Friday’s economic data showed core PCE rising 0.2% m/m (2.7% y/y), above expectations, while personal income fell 0.4% and spending slipped 0.1%. Markets interpreted these numbers as evidence of tariff-induced stagflation rather than healthy demand-driven inflation.
Despite an improved University of Michigan sentiment reading at 60.7, the decline in income and spending underlined economic fragility, limiting the dollar’s ability to rally on inflation signals.
Fed Vice Chair Bowman’s dovish comments on June 23 and Chair Powell’s testimony on June 25 opened the door to policy easing, lifting July rate cut odds to 25% and year-end cuts to 65 basis points.
This dovish tilt reduced the dollar’s carry advantage despite stable Treasury yields (10-year at 4.39%, 2-year at 3.3%, 30-year at 4.85%).
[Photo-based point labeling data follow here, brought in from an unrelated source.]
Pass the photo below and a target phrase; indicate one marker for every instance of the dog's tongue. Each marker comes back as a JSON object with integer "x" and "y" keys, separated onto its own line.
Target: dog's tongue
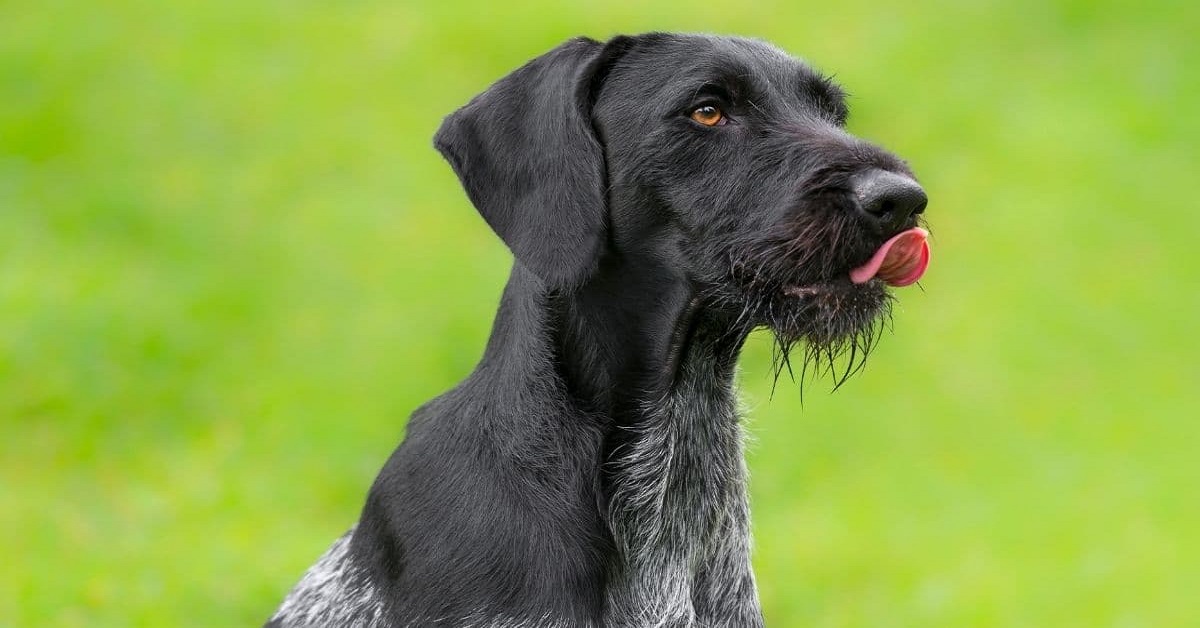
{"x": 899, "y": 262}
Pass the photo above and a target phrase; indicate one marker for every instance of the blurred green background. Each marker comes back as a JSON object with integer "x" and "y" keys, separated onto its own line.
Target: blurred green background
{"x": 231, "y": 264}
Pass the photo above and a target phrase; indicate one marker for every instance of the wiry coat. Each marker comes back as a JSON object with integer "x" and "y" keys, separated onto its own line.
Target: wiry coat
{"x": 589, "y": 471}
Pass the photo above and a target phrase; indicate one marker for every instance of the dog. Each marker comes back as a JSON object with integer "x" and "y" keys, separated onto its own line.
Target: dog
{"x": 663, "y": 196}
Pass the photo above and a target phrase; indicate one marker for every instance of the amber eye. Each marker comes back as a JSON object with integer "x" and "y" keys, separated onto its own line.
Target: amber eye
{"x": 708, "y": 115}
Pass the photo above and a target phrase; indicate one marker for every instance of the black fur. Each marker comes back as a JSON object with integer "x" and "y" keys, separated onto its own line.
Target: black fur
{"x": 589, "y": 471}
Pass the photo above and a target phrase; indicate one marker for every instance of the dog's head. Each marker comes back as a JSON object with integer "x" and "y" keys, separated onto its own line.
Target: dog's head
{"x": 724, "y": 160}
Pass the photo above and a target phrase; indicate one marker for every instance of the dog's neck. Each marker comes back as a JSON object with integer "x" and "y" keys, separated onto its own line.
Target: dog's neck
{"x": 655, "y": 368}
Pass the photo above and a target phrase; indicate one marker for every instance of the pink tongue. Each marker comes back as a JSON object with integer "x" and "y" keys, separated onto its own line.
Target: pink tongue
{"x": 899, "y": 262}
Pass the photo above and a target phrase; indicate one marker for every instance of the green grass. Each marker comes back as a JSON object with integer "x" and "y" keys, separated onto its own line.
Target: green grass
{"x": 231, "y": 264}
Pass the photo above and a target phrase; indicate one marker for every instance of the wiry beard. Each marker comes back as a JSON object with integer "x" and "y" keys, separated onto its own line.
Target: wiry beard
{"x": 796, "y": 282}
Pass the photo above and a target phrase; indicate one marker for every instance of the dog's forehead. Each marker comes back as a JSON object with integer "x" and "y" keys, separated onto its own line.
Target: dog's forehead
{"x": 663, "y": 67}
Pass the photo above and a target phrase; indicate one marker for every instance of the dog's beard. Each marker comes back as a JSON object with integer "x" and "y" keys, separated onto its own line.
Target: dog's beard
{"x": 796, "y": 283}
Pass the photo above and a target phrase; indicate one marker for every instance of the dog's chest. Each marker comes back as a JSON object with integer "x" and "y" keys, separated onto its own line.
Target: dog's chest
{"x": 679, "y": 514}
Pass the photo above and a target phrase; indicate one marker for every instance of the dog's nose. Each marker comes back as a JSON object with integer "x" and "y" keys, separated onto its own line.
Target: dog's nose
{"x": 888, "y": 197}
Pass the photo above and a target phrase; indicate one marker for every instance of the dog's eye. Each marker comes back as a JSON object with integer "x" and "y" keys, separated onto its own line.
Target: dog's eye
{"x": 709, "y": 115}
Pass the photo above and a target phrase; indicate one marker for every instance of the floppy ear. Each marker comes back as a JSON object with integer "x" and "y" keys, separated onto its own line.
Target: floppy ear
{"x": 528, "y": 157}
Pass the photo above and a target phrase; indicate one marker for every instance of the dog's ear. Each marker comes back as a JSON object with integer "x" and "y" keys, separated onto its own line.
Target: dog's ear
{"x": 531, "y": 162}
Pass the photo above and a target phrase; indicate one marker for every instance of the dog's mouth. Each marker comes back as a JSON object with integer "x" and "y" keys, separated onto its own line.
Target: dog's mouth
{"x": 900, "y": 261}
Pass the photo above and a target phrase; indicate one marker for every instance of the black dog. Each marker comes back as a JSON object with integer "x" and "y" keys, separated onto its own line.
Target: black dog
{"x": 663, "y": 195}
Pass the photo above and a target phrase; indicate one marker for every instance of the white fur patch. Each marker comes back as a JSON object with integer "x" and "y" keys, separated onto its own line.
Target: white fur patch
{"x": 333, "y": 592}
The bull steepening in Treasuries and reduced Fed funds expectations weakened traditional dollar-yield support, further pressuring the DXY.
EUR/USD surged to 1.1754 as the ECB signaled nearing the end of its rate-cut cycle, while USD/JPY dropped to 143.749, reflecting yen strength from safe-haven flows. The DXY traded below its 50-week and 100-week SMAs, breaking support levels with no bullish reaction, reinforcing market conviction toward a bearish dollar outlook.
With the DXY down nearly 12% from 2025 highs and closing near 97.254, the technical structure remains firmly bearish, targeting the 95.137 multi-year support as institutional flows align with weaker dollar sentiment.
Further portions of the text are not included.